Traction for getting moving over a variety of early-spring, flooded-out backroads conditions proved plentiful. With all chassis and traction systems left in their default modes, drivers get a just-right amount of wheel spin to fling slippery slush or mud from the tire treads, enhancing grip, and only powering the wheels that will help get things moving on anything from snow to slush to ice to yucky, muddy slop.

Doing the moving in the case of this tester was the Range Rover’s entry engine: a staple 3.0L supercharged V6 with 340 horsepower. Most of these wake up only after a very healthy stomp on the throttle, as the programming puts the emphasis on lazy throttle response to enhance fuel economy and smoothness. At times, your writer found the throttle frustrating, even requiring an inch or more of pedal action before the Range Rover began to move.

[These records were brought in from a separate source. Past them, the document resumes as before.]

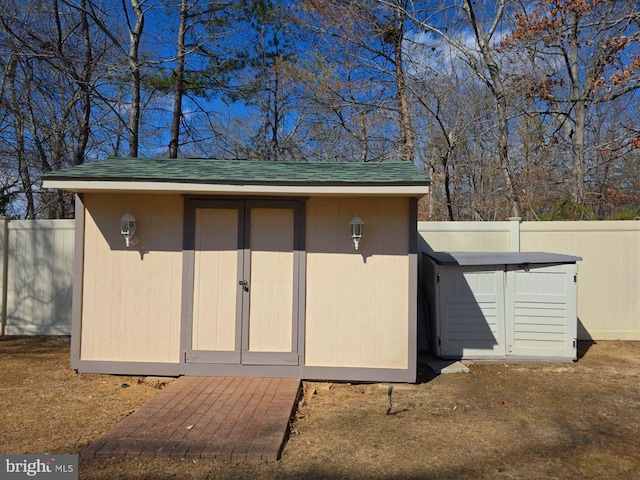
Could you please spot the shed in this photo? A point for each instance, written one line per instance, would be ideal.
(502, 305)
(245, 268)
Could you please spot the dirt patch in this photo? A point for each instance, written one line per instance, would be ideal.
(501, 420)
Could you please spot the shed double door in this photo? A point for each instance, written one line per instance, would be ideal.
(244, 287)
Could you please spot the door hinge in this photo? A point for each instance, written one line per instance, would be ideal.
(294, 359)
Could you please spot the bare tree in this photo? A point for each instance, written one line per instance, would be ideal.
(581, 53)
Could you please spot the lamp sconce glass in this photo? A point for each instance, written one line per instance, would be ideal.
(356, 230)
(128, 230)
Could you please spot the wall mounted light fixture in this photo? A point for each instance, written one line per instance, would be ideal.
(128, 230)
(356, 230)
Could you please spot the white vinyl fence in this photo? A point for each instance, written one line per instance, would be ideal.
(37, 276)
(608, 276)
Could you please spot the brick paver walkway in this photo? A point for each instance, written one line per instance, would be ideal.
(228, 418)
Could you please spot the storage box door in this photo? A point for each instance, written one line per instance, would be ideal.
(541, 303)
(472, 312)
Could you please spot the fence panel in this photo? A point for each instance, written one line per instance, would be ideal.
(608, 278)
(39, 277)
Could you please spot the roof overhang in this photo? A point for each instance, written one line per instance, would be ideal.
(102, 186)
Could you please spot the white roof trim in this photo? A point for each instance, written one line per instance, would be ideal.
(80, 186)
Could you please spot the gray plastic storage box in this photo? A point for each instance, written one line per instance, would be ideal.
(488, 305)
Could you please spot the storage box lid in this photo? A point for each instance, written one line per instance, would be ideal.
(500, 258)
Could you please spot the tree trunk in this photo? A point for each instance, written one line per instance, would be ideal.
(179, 91)
(84, 85)
(134, 65)
(407, 138)
(497, 89)
(18, 124)
(576, 180)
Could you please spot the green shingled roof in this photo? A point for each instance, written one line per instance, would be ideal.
(237, 172)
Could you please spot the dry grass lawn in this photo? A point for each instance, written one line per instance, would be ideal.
(500, 421)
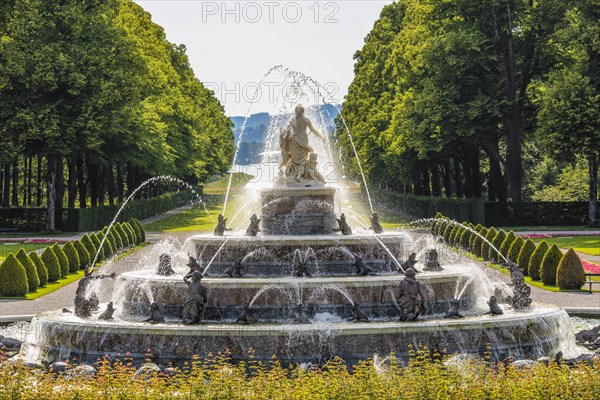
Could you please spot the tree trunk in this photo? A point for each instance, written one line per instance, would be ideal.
(38, 200)
(1, 184)
(417, 182)
(514, 119)
(93, 180)
(72, 183)
(51, 194)
(60, 191)
(436, 185)
(25, 169)
(458, 177)
(426, 180)
(30, 181)
(15, 182)
(81, 185)
(476, 171)
(447, 178)
(119, 182)
(593, 162)
(110, 180)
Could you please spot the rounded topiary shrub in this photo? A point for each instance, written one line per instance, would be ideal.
(72, 256)
(63, 261)
(464, 239)
(477, 229)
(478, 241)
(455, 237)
(124, 237)
(33, 280)
(117, 237)
(94, 238)
(89, 246)
(570, 274)
(82, 252)
(105, 243)
(139, 229)
(111, 237)
(524, 255)
(433, 223)
(535, 262)
(40, 268)
(550, 265)
(485, 246)
(13, 278)
(515, 249)
(497, 243)
(453, 232)
(130, 233)
(447, 232)
(506, 243)
(51, 262)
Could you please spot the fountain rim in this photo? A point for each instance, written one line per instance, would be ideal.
(510, 320)
(214, 282)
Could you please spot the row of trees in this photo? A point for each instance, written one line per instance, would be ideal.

The smoothed-out throttle contributed to a not-so-bad 13.2 L/100 km overall test mileage average, running premium grade gas and measuring by hand. I’ve put that much fuel through any number of smaller and less-powerful sports utes. If you trust the driver computer readout more than your writer’s math using litres burned and miles driven, it offered an even thriftier figure of 12 L/100 km overall.

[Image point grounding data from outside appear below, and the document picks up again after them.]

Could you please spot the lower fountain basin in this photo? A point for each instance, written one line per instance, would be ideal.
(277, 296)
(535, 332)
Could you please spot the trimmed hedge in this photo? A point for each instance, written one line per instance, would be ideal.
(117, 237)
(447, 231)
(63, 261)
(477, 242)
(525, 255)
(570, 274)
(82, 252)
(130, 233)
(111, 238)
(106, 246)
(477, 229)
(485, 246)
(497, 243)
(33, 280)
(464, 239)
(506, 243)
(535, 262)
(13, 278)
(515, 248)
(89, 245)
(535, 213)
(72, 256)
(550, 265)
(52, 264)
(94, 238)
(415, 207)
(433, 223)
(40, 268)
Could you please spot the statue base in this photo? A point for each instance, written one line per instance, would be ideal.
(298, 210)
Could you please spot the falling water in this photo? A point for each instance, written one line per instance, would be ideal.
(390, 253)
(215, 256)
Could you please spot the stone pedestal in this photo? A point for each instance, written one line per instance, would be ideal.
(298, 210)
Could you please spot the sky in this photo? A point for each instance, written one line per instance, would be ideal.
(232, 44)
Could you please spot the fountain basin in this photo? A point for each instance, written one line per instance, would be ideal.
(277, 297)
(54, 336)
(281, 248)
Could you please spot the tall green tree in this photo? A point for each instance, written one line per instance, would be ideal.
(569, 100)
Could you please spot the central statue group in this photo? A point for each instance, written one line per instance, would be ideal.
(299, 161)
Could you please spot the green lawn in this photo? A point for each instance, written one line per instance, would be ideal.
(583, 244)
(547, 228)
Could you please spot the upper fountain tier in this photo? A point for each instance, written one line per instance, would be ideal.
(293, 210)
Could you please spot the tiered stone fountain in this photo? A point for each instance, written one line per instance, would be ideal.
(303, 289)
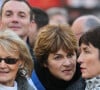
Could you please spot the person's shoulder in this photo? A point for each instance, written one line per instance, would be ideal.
(77, 85)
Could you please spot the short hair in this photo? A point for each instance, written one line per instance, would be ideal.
(51, 38)
(91, 22)
(41, 18)
(25, 1)
(91, 37)
(10, 41)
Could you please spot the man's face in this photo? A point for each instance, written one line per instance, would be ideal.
(16, 16)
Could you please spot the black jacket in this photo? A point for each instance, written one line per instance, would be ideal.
(52, 83)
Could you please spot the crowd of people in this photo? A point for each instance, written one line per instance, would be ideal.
(39, 50)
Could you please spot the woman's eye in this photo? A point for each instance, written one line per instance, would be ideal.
(57, 57)
(86, 51)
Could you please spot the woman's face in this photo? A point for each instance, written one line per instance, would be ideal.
(8, 71)
(62, 64)
(89, 61)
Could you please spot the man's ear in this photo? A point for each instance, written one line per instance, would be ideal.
(45, 65)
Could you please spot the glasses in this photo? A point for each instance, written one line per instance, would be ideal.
(9, 60)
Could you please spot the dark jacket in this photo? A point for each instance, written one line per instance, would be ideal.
(49, 82)
(23, 84)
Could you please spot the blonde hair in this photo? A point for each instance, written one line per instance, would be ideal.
(10, 41)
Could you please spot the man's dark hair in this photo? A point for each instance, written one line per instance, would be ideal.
(25, 1)
(41, 18)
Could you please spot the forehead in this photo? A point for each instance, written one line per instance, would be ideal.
(16, 6)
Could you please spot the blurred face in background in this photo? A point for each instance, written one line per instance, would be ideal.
(89, 60)
(62, 64)
(16, 16)
(9, 65)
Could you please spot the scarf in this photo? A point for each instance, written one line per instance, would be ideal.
(93, 84)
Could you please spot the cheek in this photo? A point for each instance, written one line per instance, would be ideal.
(53, 66)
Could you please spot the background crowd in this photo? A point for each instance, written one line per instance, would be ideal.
(49, 45)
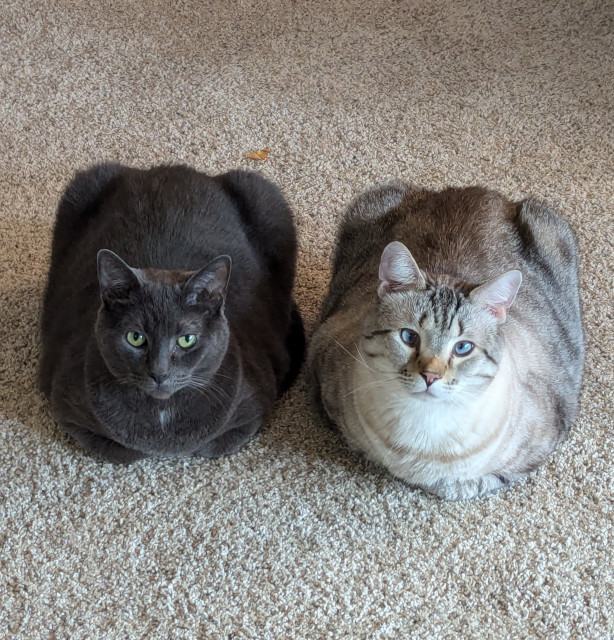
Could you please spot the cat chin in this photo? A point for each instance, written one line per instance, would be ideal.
(160, 394)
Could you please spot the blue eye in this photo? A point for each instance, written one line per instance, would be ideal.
(463, 348)
(410, 338)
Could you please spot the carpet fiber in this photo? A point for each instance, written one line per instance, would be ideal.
(295, 536)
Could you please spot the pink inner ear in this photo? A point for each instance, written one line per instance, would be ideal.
(498, 294)
(398, 270)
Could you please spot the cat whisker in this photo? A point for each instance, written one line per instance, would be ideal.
(364, 364)
(373, 383)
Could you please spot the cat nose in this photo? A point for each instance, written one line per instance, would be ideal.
(159, 378)
(430, 377)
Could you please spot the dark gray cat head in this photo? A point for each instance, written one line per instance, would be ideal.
(439, 338)
(162, 331)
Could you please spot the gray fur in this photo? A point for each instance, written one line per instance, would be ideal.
(163, 254)
(472, 247)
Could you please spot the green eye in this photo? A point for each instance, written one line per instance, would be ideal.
(185, 342)
(135, 338)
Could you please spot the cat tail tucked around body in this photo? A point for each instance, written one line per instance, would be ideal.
(267, 219)
(296, 345)
(268, 222)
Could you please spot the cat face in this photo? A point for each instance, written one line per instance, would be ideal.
(162, 331)
(437, 341)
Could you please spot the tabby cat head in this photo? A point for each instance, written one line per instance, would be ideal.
(438, 338)
(162, 331)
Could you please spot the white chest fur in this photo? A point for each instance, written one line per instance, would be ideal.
(423, 439)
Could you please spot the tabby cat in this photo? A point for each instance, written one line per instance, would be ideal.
(449, 348)
(168, 326)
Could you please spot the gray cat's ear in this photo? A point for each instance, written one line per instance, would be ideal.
(398, 270)
(498, 295)
(210, 283)
(115, 277)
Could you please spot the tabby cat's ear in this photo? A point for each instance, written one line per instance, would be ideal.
(115, 277)
(498, 295)
(210, 283)
(398, 270)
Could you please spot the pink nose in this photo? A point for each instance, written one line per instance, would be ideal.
(430, 377)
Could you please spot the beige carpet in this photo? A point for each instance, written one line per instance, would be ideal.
(294, 537)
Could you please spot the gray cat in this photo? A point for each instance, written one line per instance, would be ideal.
(168, 324)
(430, 356)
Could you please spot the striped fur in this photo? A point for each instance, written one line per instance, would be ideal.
(456, 425)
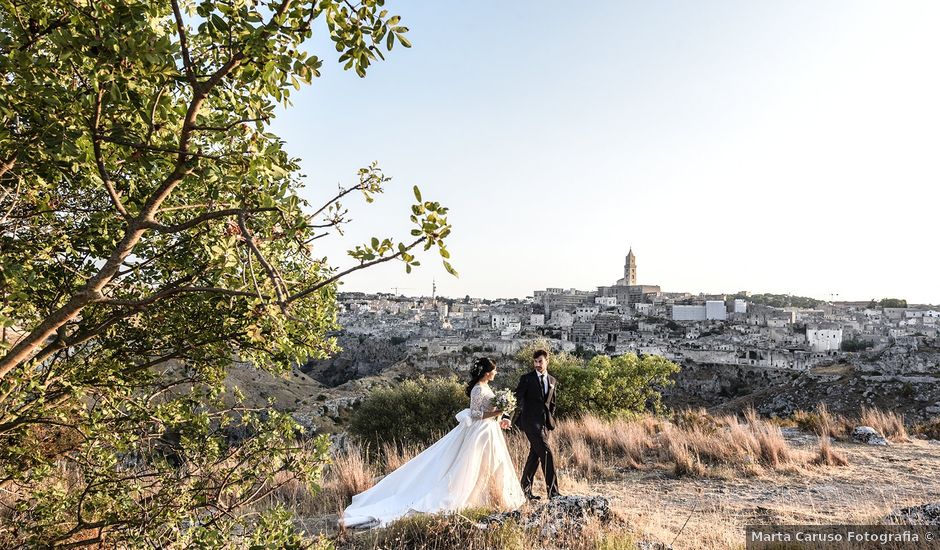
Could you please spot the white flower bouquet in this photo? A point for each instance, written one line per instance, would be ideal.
(505, 401)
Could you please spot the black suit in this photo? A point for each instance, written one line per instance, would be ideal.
(536, 416)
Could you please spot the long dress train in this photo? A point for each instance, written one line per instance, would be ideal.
(470, 466)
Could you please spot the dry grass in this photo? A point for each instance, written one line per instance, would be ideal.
(828, 455)
(929, 429)
(823, 423)
(397, 454)
(445, 532)
(888, 423)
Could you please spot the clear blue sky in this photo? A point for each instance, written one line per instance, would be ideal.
(787, 147)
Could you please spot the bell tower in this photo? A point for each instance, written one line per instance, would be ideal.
(629, 269)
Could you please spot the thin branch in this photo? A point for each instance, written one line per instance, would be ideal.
(99, 158)
(181, 30)
(279, 289)
(173, 291)
(204, 218)
(230, 126)
(342, 274)
(145, 147)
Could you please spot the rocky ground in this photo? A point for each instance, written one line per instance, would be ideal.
(664, 511)
(877, 481)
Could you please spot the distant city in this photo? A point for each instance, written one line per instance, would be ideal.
(769, 330)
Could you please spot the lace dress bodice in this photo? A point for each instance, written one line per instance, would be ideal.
(481, 401)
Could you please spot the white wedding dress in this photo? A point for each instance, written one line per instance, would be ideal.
(468, 467)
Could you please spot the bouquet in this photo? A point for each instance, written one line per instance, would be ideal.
(505, 401)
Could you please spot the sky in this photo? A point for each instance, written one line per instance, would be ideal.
(784, 147)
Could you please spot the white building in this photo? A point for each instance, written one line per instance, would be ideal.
(715, 310)
(511, 328)
(499, 321)
(688, 313)
(586, 313)
(561, 318)
(824, 339)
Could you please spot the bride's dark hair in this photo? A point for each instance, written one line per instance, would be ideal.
(481, 367)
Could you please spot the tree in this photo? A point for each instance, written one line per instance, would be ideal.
(416, 411)
(152, 234)
(607, 386)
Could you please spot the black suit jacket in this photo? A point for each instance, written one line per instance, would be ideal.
(532, 411)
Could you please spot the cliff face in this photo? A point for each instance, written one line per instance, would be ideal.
(898, 379)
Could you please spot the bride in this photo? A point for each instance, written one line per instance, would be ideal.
(468, 467)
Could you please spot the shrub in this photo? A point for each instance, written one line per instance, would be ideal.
(612, 386)
(416, 411)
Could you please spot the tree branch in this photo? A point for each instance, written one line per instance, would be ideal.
(189, 224)
(181, 31)
(99, 158)
(342, 274)
(279, 288)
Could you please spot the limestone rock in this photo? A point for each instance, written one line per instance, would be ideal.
(868, 435)
(556, 515)
(924, 514)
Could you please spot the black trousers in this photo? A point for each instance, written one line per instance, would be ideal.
(539, 454)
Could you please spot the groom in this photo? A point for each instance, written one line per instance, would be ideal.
(535, 401)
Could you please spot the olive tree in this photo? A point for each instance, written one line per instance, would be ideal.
(151, 234)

When drivers do smash the throttle enough to get a downshift, performance should prove adequate, even generous, for most. The engine makes itself heard but sounds lovely, there’s plenty of jam for passing and merging, and discreet whine from the blower never gets tiring as the revs get into the upper half of the digital tachometer.

Light-footed drivers concerned primarily with fuel efficiency and a powerplant that fully supports laid-back driving will find the supercharged six should do the trick very nicely. Should you require more power, an available supercharged V8 pushes output past 500 horses.